Samsung is announcing the launch of the industry’s highest-capacity NVMe solid-state drive (SSD) based on the extremely small Next-generation Small Form Factor (NGSFF), an 8TB drive designated as the NF1 SSD. The NF1 is optimized for data-intensive analytics and virtualization applications in modern data centers and server systems.
The NF1 features 16 of Samsung’s 512GB NAND packages, with 16 layers each of 256Gb 3-bit V-NAND chips, realizing a full 8TB of storage density in a footprint of only 11cm x 3.05cm. This represents twice the capacity of competing M.2 NVMe SSDs that are commonly found in hyper-scale server designs and ultra-thin laptops. The NF1 SSD is expected to rapidly supercede conventional 2.5” NVMe SSDs, offering up to 3x the system density with existing server architecture, allowing for a whopping 576TB of storage space in a single modern 2U rack server.
According to Sewon Chun, senior vice president of Memory Marketing for Samsung, “By introducing the first NF1 NVMe SSD, Samsung is taking the investment efficiency in data centers to new heights. We will continue to lead the trend toward enabling ultra-high density data centers and enterprise systems by delivering storage solutions with unparalleled performance and density levels.”
Samsung’s NF1 8TB NVMe SSD utilizes an all-new, high-performance controller that supports the NVMe 1.3 protocol and PCIe 4.0 interface, providing sequential read speeds of up to 3100MB/s, and sequential write speeds of up to 2000MB/s. The NF1 also attains random read speeds of up to 500,000 IOPS, with random write speeds of up to 50,000 IOPS. The NF1 also features a 12GB LPDDR4 DRAM module, providing faster and lower-power data processing. The new NF1 can provide a 2U server rack with random read performance of over one million IOPS!

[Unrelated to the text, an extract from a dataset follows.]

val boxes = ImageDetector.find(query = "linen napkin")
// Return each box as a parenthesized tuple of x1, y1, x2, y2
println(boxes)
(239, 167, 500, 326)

The NF1 is designed with an endurance level of 1.3 drive writes per day (DWPD), guaranteeing it can write an entire 8TB worth of data 1.3 times per day, every day of the NF1’s 3-year warranty period. Samsung also intends to introduce a 512Gb version of the 3-bit V-NAND later this year, further accelerating the storage growth in modern enterprise applications and data centers. Pricing has not yet been revealed.